The future of gaming is frightening. They are all going for cloud gaming under the guise of “convenience.” The problem is that you can’t own digital, digital is tied to a server that’ll be eventually shut down, effectively killing games that can not be preserved. Stadia is The Prime Example of this.
6:53 As someone with Terri Internet I can tell you that playing via cloud just doesn't work at all. It's like playing with a ping of 1000 or more. My Internet is the reason I play so many offline games. I have a laptop just so I can take it to friends houses and update there.
I remember a couple of my friends talking up stadia when it was announced. Saying things like they could sell their consoles and PC since everything will be streamed. Noval idea to be true. But at the time we didn't have great Internet and seeing my Netflix buffer had me worried about what a game would feel on it. I also didn't really understand the subscription service google was offering. I actually thought at the time it was like a game pass like thing when you sign up for it and any game that gets added to the service will be yours to stream. But then I found out that you still had to buy games to my knowledge.
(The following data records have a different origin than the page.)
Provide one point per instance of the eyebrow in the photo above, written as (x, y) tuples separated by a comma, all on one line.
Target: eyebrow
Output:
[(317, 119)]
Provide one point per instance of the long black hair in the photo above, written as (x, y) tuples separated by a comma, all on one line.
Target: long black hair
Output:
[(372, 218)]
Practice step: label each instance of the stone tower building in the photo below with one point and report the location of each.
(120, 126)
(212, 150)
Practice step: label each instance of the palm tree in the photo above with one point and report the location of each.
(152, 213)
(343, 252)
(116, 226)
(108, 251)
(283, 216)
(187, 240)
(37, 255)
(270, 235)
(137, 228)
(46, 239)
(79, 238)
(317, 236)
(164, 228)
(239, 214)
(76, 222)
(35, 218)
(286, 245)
So then any interest for it kinda died there
I feel bad a bit for people I know who were relying on Stadia for gaming because they were new to the hobby. I tried it myself last year and the bugs were all gone. It's a shame Google was in charge.
Rip bozo
4:18 What's with the random fade to black? 😂😂😂
It's like that gag-cut in shows where they fade out and back in 4 hours later and the character is rambling about random, disconnected subjects.
ad placements
@@ParagonMitchell Ah. :L
Instead of creating a gaming device. Google should've created a games development division that developed and published games for all systems.